Need to clean up some storage space on your Android phone? You might want to think about moving some apps from main memory to your storage card. If you’re running Android 2.2 and up, many apps include an option that lets you move them manually to the storage card — but other apps do not. For instance, Adobe Flash Player 10.2 insists on hanging out in your primary storage area — even though it takes up about 12MB of disk space.
There are a number of apps that let you move stubborn programs like Flash Player 10.2 to the SD card, but most of them require root access. But it turns out you don’t need to root your phone to move Flash Player and other apps to your SD card. You just need to download the Andorid SDK on your computer and run a simple command.
Here’s how it works:
- Download the latest Android Software Developer Kit for your phone. The SDK is available for Windows, OS X, or Linux.
- Install or unzip the SDK on your computer.
- Open a command terminal and navigate to the Tools folder in the SDK directory (If you’re using Windows, just click the Start Menu, select “run,” and type “cmd” (without the quotes) and hit enter to open a terminal window).
- Make sure “USB debugging” is turned on in your phone’s settings.

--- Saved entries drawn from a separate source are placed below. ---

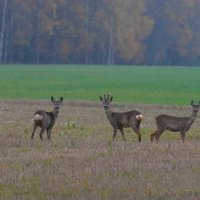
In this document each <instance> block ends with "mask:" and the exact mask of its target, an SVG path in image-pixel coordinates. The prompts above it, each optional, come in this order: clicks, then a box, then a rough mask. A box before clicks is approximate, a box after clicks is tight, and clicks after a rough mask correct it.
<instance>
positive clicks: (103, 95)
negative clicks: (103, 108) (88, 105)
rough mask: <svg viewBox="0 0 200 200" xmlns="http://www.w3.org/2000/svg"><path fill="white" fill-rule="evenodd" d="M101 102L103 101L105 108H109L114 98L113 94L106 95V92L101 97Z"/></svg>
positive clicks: (100, 99)
mask: <svg viewBox="0 0 200 200" xmlns="http://www.w3.org/2000/svg"><path fill="white" fill-rule="evenodd" d="M99 99H100V102H101V103H102V105H103V107H104V109H105V110H108V109H109V106H110V103H111V102H112V100H113V96H110V95H109V94H108V95H107V96H106V95H105V94H104V95H103V97H101V96H100V97H99Z"/></svg>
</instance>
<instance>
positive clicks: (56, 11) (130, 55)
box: [0, 0, 200, 65]
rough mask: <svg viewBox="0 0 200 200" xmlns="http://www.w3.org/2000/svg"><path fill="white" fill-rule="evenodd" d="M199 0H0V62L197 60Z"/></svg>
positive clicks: (94, 62)
mask: <svg viewBox="0 0 200 200" xmlns="http://www.w3.org/2000/svg"><path fill="white" fill-rule="evenodd" d="M199 10H200V1H199V0H167V1H163V0H140V1H138V0H123V1H122V0H0V63H36V64H38V63H55V64H56V63H61V64H62V63H73V64H149V65H199V63H200V48H199V46H200V37H199V35H200V12H199Z"/></svg>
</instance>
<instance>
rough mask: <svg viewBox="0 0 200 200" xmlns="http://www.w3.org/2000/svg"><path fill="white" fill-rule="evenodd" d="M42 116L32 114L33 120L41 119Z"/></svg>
mask: <svg viewBox="0 0 200 200" xmlns="http://www.w3.org/2000/svg"><path fill="white" fill-rule="evenodd" d="M42 118H43V116H42V115H39V114H36V115H34V120H41V119H42Z"/></svg>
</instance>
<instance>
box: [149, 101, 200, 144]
mask: <svg viewBox="0 0 200 200" xmlns="http://www.w3.org/2000/svg"><path fill="white" fill-rule="evenodd" d="M191 106H192V114H191V115H190V116H189V117H174V116H171V115H164V114H163V115H158V116H157V117H156V118H155V121H156V125H157V130H156V131H155V132H154V133H153V134H151V136H150V139H151V141H153V139H154V138H155V139H156V140H157V141H158V140H159V137H160V136H161V134H162V133H163V132H164V131H165V130H169V131H173V132H180V135H181V139H182V141H183V142H184V141H185V133H186V132H187V131H188V130H189V129H190V127H191V125H192V124H193V122H194V120H195V119H196V116H197V113H198V111H199V108H200V101H199V103H198V104H194V101H193V100H192V101H191Z"/></svg>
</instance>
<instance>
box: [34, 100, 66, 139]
mask: <svg viewBox="0 0 200 200" xmlns="http://www.w3.org/2000/svg"><path fill="white" fill-rule="evenodd" d="M51 101H52V103H53V106H54V107H53V111H52V112H47V111H44V110H38V111H36V112H35V114H34V125H33V131H32V135H31V138H32V139H33V136H34V133H35V130H36V128H37V127H38V126H39V127H40V128H41V131H40V139H41V140H42V139H43V137H42V135H43V133H44V131H45V130H46V133H47V138H48V139H50V138H51V129H52V128H53V126H54V124H55V121H56V118H57V117H58V113H59V109H60V106H61V103H62V101H63V97H60V99H58V100H55V99H54V97H51Z"/></svg>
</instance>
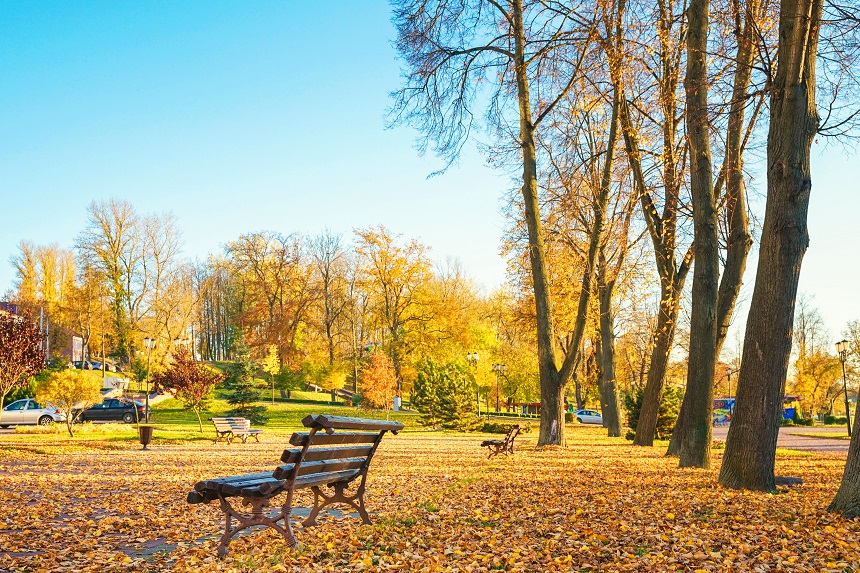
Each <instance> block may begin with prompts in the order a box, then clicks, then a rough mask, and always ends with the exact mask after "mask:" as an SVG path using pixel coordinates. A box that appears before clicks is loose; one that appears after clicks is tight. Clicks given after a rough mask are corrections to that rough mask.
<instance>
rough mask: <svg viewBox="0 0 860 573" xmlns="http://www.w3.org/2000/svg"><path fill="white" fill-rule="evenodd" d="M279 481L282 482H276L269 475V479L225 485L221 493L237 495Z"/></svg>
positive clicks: (250, 480) (227, 483) (256, 480)
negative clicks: (244, 491)
mask: <svg viewBox="0 0 860 573" xmlns="http://www.w3.org/2000/svg"><path fill="white" fill-rule="evenodd" d="M278 481H280V480H276V479H275V478H274V477H272V474H268V475H267V477H265V478H261V479H253V480H247V481H240V482H232V483H225V484H222V485H221V493H223V494H224V495H237V494H239V493H240V492H242V491H243V490H245V489H247V488H253V487H258V486H261V485H263V484H268V485H274V482H278Z"/></svg>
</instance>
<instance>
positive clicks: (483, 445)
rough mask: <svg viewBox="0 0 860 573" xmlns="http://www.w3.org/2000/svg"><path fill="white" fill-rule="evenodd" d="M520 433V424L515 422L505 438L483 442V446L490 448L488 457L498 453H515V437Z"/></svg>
mask: <svg viewBox="0 0 860 573" xmlns="http://www.w3.org/2000/svg"><path fill="white" fill-rule="evenodd" d="M519 433H520V426H519V424H514V425H513V426H511V429H510V430H508V433H507V434H506V435H505V439H504V440H484V441H483V442H481V446H482V447H485V448H487V449H488V450H490V454H489V455H488V456H487V459H490V458H491V457H493V456H495V455H498V454H505V455H508V454H512V453H514V439H515V438H516V437H517V436H518V435H519Z"/></svg>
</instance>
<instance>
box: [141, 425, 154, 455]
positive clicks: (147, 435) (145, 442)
mask: <svg viewBox="0 0 860 573" xmlns="http://www.w3.org/2000/svg"><path fill="white" fill-rule="evenodd" d="M152 430H153V427H152V426H138V427H137V433H138V436H139V437H140V443H141V444H143V449H144V450H145V449H146V446H148V445H149V443H150V442H151V441H152Z"/></svg>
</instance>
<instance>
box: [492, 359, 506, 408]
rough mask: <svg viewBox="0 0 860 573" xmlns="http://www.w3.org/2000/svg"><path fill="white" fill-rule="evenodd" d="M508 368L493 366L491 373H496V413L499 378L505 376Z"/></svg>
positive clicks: (498, 392) (497, 396)
mask: <svg viewBox="0 0 860 573" xmlns="http://www.w3.org/2000/svg"><path fill="white" fill-rule="evenodd" d="M507 369H508V367H507V366H506V365H505V364H493V372H495V373H496V413H497V414H498V413H499V378H500V377H501V376H504V375H505V370H507Z"/></svg>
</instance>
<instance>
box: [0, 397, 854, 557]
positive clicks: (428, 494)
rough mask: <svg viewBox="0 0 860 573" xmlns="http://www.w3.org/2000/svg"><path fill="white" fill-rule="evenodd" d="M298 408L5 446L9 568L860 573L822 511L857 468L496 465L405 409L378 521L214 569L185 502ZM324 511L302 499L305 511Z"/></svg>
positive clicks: (381, 489) (2, 504) (4, 444)
mask: <svg viewBox="0 0 860 573" xmlns="http://www.w3.org/2000/svg"><path fill="white" fill-rule="evenodd" d="M293 406H294V405H287V404H284V405H283V406H282V407H281V408H278V409H276V411H273V420H276V419H277V420H278V424H279V426H277V427H273V432H271V433H270V432H267V433H266V434H264V436H263V438H262V441H261V443H259V444H258V443H248V444H242V443H233V444H232V445H227V444H224V443H220V444H217V445H216V444H213V443H212V442H211V440H210V441H202V440H201V441H196V440H191V439H188V440H176V441H171V440H168V439H166V438H165V437H164V436H166V435H170V434H172V433H173V432H176V433H181V432H187V433H189V434H193V433H194V432H193V431H189V427H190V426H193V425H194V423H191V422H190V421H189V418H188V417H187V416H186V415H185V414H180V413H176V412H175V411H174V409H172V408H170V404H165V405H164V408H161V409H159V410H157V414H156V415H157V416H158V418H157V420H158V421H157V424H162V423H163V424H165V425H166V426H168V427H171V428H173V427H175V428H176V429H175V430H174V429H170V430H167V431H164V432H160V431H159V432H156V438H157V439H156V441H155V443H154V444H153V445H152V449H150V450H148V451H146V452H144V451H141V450H140V446H139V445H138V444H136V443H134V441H133V440H132V439H130V438H129V439H128V440H125V441H123V440H115V439H113V438H111V436H110V435H108V434H107V433H105V434H102V435H97V434H87V433H85V432H81V434H80V438H76V439H75V440H69V439H68V438H64V437H63V436H62V435H53V436H51V435H25V434H20V435H11V436H10V435H3V436H0V476H2V477H0V496H2V497H3V499H4V500H5V503H3V504H0V570H4V571H6V570H8V571H16V572H17V571H57V570H70V571H76V572H78V571H80V572H89V571H93V572H99V573H106V572H114V571H116V572H132V571H175V572H179V573H181V572H195V573H197V572H201V573H202V572H209V571H225V572H226V571H230V572H235V573H239V572H251V571H277V572H283V571H296V572H299V571H301V572H304V571H308V572H310V571H314V572H319V573H325V572H343V571H424V572H435V571H440V572H441V571H460V572H466V571H470V572H473V573H479V572H484V573H486V572H489V571H509V572H512V573H525V572H531V571H547V572H549V571H552V572H556V571H595V572H596V571H697V570H702V571H777V570H779V571H841V572H845V571H857V570H860V544H858V540H860V521H858V520H855V521H846V520H843V519H842V518H840V517H838V516H835V515H833V514H829V513H827V512H826V506H827V504H828V503H829V501H830V499H832V497H833V495H834V493H835V490H836V488H837V487H838V483H839V476H840V475H841V471H842V468H843V466H844V463H845V460H844V456H843V457H840V456H834V455H832V454H828V455H817V454H816V455H813V454H808V455H804V456H803V457H795V456H793V455H792V456H789V455H788V454H787V452H783V451H779V452H778V455H777V468H776V471H777V473H778V474H779V475H792V476H798V477H801V478H803V480H804V485H803V486H801V487H795V488H787V489H781V490H780V492H779V495H772V494H764V493H751V492H742V491H734V490H725V489H722V488H721V487H719V486H718V485H717V483H716V480H717V474H718V472H719V466H720V458H721V456H722V451H721V450H715V451H714V467H713V468H712V469H711V470H692V469H687V470H679V469H678V468H677V460H676V459H672V458H667V457H665V456H664V455H663V453H664V449H665V448H664V447H663V446H660V447H654V448H636V447H634V446H632V445H630V443H629V442H627V441H625V440H623V439H615V438H607V437H606V436H605V431H604V430H603V429H602V428H599V427H588V426H571V427H569V428H568V432H567V442H568V443H567V446H566V447H546V448H537V447H536V446H535V440H536V432H531V433H529V434H526V435H524V436H521V439H519V440H518V442H517V445H516V452H515V453H514V455H512V456H497V457H495V458H493V459H491V460H487V459H486V451H485V449H484V448H480V447H479V443H480V440H481V436H479V435H475V434H441V433H436V432H427V431H420V430H419V428H418V426H417V425H416V424H415V423H414V417H411V419H410V416H408V415H407V416H404V415H403V414H400V416H404V418H403V419H404V420H407V423H409V424H410V431H408V432H404V433H402V434H400V435H398V436H386V437H385V439H384V440H383V442H382V445H381V447H380V449H379V451H378V452H377V455H376V456H375V457H374V459H373V463H372V465H371V468H370V474H369V478H368V493H367V506H368V510H369V511H370V512H371V516H372V519H373V521H374V524H373V525H370V526H368V525H362V524H361V522H360V520H357V519H354V518H351V517H348V516H342V517H336V516H332V515H328V516H325V517H323V518H322V519H321V520H320V525H319V526H318V527H315V528H308V529H305V528H303V527H301V526H300V525H298V524H296V525H295V530H296V536H297V537H298V539H299V542H300V547H299V549H296V550H290V549H288V548H287V547H286V545H285V543H284V541H283V539H282V538H281V537H280V536H279V535H277V534H276V533H275V532H274V531H272V530H264V531H257V532H254V533H252V534H251V535H248V536H242V537H241V538H239V539H236V540H235V541H234V542H233V543H232V544H231V553H230V555H228V556H227V557H226V558H225V559H221V560H219V559H216V558H215V557H214V549H215V546H216V545H217V540H218V537H219V534H220V532H221V530H222V528H223V521H222V519H223V518H222V515H221V513H220V511H219V510H218V508H217V504H209V505H195V506H189V505H188V504H187V503H186V502H185V496H186V494H187V492H188V491H189V490H190V489H191V487H192V486H193V484H194V483H195V482H196V481H198V480H201V479H209V478H213V477H219V476H224V475H236V474H244V473H252V472H258V471H268V470H271V469H273V468H274V467H275V465H277V463H278V461H277V460H278V458H279V456H280V452H281V451H282V450H283V447H284V440H283V438H282V437H281V436H280V435H278V433H279V432H280V429H279V428H283V429H284V430H283V431H284V432H287V431H289V430H288V425H289V424H295V423H296V421H297V420H298V419H299V418H300V417H301V415H303V414H304V413H306V410H301V409H300V408H295V407H293ZM168 412H172V413H171V415H172V416H173V419H172V421H171V422H169V423H168V422H166V421H164V420H162V416H164V417H165V419H166V417H167V413H168ZM349 413H356V412H355V410H350V411H349ZM362 414H365V413H364V412H362ZM195 423H196V422H195ZM106 426H107V425H106ZM119 428H120V429H119V430H117V432H118V434H121V433H122V432H124V431H126V430H125V429H123V428H122V426H121V425H119ZM128 431H131V430H130V429H129V430H128ZM273 433H274V434H275V435H274V436H273V435H272V434H273ZM9 476H11V477H12V479H5V478H7V477H9ZM311 503H312V499H311V497H310V494H309V492H307V491H300V493H299V495H298V497H297V499H296V501H295V505H296V506H297V507H308V506H309V505H310V504H311ZM297 511H298V510H297Z"/></svg>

- Connect your phone to your computer via a USB cable.
- In the terminal window on your computer type “adb shell pm setInstallLocation 2” (without quotes).
That’s it. Now you can go into the application menu on your phone and select apps one by one and manually move them to your SD card. Also, by default most apps that you install from now on will be installed to the SD card automatically.
You can restore the original settings by typing “adb shell pm setInstallLocation 2” into the same terminal window.
Note that not all apps can be moved. System tools like the Android Market or Google Maps, for instance, are going to stay in your main storage. This trick won’t work with devices running Android 2.1 or earlier versions of the operating system.
There are also some apps that you probably don’t want to move to your SD card. Home Screen widgets for instance, or other apps that load when you boot your phone are probably left in your primary storage.